Introduction:Thrombocytopenia is a common complication after hematopoietic stem cell transplantation (HSCT) and is strongly associated with transplant-related morbidity and mortality. According to the statistics, the incidence of post-HSCT thrombocytopenia is about 5%-37%. So far, there is no standard treatment regimen for thrombocytopenia after HSCT.
Recombinant human thrombopoietin (rhTPO) can act on megakaryocytes alone and has been wildly used in clinical practice. Thrombopoietin receptor agonists (TPO-RAs), another type of drugs that can increase platelet count, has been available since 2008. It can bind to the TPO receptor and cause the conformational change of the receptor, and then activate the JAK2/STATE5 pathway to increase the proliferation of megakaryocyte progenitors and platelet production.
There have been many prospective or retrospective studies discussing the efficacy and safety of rhTPO and TPO-RAs monotherapy in patients with thrombocytopenia. In clinical practice, it is very meaningful to clarify whether the combination of two types of drugs has a synergistic effect when one type of drug has poor efficacy.
M ethods This study is a retrospective study in total 12 patients from 2022 to 2023. We selected a total of 6 patients who underwent HSCT in our center during the past year, and used rhTPO combined with avatrombopag to help platelet recovery as observation group. Then, 6 patients treated with rhTPO alone with no statistical difference at baseline were selected as the control group. The basic characteristics of these patients are shown in the table1. All the patients were informed and consented to use rhTPO+TPO-RA (avatrombopag) or rhTPO alone. If platelet count <20×10 9/L during treatment,which will be treated with platelet infusion. All the patients were treated with a modified BUCY regimen as the conditioning regimen and ATG+MMF+cyclosporine+short-range MTX were used to prevent graft vs host disease (GVHD). In observation group, the patients were treated with rhTPO 15000U qd i.m and avatrombopag 40mg qd po, while in control group the patients were treated with rhTPO 15000U qd i.m alone. We recorded the platelet counts of the two groups at day0,7,14,21. Based on this data, the percentage increase and growth rate of platelets were calculated. (the percentage increase: difference in platelet count before and after medication/platelet count before medication ×100%; the growth rate: difference in platelet count before and after medication/duration of medication.) The above two values were used to evaluated the efficacy of two treatment protocols. Adverse events occurred during treatment including fever, weakness, liver damage, joint pain, bleeding and thrombosis would be recorded to evaluate the safety.
Results In observation group, patients' platelet counts increased by an average was 54×10 9/L (range 40 to 69).
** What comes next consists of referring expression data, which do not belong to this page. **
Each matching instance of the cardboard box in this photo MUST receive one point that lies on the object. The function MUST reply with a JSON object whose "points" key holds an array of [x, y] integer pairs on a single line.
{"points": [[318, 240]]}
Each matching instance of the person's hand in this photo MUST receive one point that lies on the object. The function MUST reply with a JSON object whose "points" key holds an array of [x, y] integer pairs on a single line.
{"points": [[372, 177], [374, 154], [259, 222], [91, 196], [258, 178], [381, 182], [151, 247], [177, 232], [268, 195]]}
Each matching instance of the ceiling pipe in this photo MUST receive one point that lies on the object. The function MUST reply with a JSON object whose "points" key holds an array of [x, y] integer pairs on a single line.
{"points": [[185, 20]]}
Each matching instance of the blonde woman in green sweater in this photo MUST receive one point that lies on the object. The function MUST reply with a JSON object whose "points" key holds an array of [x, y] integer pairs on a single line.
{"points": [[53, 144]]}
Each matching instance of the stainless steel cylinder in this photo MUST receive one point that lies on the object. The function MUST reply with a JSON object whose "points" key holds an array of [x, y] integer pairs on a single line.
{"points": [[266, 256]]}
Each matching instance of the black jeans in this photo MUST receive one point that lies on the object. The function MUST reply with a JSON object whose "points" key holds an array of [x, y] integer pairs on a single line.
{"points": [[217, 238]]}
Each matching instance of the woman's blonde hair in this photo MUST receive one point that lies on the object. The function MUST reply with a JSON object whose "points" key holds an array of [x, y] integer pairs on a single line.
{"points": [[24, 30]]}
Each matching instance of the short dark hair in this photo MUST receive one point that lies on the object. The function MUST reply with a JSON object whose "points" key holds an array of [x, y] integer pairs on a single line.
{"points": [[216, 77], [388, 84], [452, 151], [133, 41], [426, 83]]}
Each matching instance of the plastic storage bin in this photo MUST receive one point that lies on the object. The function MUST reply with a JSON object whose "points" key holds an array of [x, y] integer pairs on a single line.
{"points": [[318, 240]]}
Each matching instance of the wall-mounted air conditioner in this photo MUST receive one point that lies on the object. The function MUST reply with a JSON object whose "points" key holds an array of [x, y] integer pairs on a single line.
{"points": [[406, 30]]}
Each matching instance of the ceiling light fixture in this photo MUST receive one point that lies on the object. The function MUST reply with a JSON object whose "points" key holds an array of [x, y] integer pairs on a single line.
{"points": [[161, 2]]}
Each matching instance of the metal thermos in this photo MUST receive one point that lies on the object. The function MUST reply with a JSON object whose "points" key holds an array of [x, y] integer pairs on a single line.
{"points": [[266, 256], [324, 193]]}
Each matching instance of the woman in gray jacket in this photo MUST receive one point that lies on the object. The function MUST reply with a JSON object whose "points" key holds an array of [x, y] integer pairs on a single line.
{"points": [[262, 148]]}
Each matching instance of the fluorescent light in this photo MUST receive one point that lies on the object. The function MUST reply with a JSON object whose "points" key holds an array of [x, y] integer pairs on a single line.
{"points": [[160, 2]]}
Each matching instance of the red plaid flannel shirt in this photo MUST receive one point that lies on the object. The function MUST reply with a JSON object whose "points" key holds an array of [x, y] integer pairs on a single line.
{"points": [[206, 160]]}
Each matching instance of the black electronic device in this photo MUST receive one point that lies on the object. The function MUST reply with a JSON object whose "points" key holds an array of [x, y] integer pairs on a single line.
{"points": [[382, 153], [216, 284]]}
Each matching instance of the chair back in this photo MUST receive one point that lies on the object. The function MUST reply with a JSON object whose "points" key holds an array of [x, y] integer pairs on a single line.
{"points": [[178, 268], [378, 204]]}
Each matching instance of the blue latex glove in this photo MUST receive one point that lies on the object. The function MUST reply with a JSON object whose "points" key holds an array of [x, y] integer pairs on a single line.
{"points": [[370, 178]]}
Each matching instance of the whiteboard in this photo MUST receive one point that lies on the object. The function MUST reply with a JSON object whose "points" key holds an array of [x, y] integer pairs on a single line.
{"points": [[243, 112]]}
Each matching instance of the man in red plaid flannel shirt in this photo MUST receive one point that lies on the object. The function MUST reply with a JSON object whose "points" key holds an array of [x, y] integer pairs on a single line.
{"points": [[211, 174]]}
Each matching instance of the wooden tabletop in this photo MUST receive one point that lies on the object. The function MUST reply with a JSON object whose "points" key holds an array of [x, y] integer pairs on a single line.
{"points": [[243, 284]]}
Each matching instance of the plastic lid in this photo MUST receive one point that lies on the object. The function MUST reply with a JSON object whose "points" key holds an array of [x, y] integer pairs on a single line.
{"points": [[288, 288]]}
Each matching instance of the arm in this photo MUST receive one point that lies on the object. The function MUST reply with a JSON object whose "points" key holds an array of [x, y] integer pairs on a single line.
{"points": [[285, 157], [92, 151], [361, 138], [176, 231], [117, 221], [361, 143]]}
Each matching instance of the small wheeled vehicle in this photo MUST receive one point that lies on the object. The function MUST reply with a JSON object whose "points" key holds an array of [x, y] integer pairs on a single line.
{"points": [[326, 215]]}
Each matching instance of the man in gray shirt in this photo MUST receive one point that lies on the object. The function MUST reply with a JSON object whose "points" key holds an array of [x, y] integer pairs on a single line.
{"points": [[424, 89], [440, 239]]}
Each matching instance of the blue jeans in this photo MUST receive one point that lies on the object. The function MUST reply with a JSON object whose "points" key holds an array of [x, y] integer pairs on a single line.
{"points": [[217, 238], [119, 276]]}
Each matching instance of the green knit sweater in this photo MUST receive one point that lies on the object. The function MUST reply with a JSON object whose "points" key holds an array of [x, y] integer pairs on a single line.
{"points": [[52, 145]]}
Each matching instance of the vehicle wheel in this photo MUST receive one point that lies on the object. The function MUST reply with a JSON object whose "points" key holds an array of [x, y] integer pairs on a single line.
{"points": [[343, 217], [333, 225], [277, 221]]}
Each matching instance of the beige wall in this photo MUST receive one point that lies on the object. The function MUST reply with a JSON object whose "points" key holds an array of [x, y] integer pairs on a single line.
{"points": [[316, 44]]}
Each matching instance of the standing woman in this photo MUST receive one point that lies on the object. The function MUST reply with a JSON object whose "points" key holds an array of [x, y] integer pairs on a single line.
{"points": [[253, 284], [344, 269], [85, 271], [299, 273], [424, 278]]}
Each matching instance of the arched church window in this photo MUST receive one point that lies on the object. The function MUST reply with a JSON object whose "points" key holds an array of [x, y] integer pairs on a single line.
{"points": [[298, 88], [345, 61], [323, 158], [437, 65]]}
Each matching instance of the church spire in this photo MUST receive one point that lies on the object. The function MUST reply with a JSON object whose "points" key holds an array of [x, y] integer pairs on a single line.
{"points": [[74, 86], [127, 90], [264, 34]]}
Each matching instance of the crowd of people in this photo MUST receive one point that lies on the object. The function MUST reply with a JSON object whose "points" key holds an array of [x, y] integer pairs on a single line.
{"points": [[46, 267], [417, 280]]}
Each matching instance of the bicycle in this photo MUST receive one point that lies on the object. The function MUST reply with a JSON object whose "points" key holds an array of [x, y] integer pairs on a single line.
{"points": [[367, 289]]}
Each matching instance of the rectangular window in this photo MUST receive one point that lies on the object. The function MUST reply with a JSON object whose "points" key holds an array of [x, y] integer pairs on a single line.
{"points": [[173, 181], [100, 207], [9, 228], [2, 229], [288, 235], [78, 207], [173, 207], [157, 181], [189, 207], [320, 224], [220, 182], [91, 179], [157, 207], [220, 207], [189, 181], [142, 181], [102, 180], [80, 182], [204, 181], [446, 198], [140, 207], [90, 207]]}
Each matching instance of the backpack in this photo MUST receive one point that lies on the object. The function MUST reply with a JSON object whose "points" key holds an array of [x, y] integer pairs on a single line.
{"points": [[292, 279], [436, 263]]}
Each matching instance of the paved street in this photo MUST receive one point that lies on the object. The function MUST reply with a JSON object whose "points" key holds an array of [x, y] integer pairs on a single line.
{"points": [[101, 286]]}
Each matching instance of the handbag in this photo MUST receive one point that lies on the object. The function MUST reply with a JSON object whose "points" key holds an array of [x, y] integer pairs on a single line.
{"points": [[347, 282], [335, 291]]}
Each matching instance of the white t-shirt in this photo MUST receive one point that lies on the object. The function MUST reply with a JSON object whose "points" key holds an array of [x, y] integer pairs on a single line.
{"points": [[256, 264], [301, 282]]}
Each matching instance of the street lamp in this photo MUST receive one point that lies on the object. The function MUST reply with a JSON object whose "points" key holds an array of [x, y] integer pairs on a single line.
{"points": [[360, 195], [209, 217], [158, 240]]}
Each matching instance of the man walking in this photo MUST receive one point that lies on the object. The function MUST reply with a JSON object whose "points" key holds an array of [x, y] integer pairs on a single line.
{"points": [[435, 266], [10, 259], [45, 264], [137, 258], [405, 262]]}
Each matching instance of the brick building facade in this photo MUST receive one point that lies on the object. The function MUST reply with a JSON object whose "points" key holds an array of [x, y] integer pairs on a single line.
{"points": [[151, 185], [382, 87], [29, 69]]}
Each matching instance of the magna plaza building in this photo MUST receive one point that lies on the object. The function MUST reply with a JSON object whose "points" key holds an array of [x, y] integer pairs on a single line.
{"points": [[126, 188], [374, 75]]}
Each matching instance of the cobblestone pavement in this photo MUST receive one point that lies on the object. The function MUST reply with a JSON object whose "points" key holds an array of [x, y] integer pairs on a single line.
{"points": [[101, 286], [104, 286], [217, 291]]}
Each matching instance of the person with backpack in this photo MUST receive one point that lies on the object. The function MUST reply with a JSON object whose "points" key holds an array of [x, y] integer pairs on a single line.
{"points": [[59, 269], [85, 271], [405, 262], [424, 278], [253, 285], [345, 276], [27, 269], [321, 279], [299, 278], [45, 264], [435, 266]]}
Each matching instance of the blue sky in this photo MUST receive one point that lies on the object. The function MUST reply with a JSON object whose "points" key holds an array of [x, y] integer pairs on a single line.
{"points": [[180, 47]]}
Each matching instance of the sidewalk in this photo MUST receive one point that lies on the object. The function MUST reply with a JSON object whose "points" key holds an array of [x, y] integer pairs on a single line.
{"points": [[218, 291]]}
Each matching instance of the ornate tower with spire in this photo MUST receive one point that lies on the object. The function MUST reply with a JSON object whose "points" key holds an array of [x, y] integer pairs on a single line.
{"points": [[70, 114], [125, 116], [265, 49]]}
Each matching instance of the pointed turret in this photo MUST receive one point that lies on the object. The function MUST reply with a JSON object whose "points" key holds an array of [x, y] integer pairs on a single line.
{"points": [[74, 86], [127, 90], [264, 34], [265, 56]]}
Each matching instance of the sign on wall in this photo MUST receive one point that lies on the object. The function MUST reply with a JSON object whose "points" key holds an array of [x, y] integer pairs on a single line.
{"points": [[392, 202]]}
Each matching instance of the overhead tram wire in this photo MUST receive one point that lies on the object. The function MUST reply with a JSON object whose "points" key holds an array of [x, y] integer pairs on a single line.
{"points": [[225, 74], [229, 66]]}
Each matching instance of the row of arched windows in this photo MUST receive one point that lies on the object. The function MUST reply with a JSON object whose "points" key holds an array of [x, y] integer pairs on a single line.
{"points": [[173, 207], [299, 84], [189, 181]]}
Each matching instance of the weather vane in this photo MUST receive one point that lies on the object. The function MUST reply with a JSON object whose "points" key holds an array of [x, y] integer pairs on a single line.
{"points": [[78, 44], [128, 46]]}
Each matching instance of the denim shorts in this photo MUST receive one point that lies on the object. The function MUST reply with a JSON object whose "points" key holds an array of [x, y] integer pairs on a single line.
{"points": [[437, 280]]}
In control group, the average and median increase in their platelet counts was 22 (range -2 to 49). P=0.025 (P<0.05). In terms of the percentage increase in platelet count, the average increase was 452% in observation group VS. 110% in control group. p=0.022(P<0.05). Refer to Figure1a. The average growth rates of platelet counts in observation group were 2.03×10 9/L per day. The averagerate of increase in control group were 1.07×109/L per day. P=0.041(P<0.05). The mean platelet count of the two groups at various time points were shown in Figure1b. None of the patients had any adverse events occurred. No patient developed clinical meaningful abnormality of liver function and discontinued avatrombopag or TPO treatment due to intolerability and adverse effects.
Conclusion Our data shows that the treatment protocol of avatrombopag combined with rhTPO may have a greater effect on platelet growth and boost a faster platelet growth rate. Importantly, no additional adverse effects occurred when the addition of avatrombopag.
Disclosures
No relevant conflicts of interest to declare.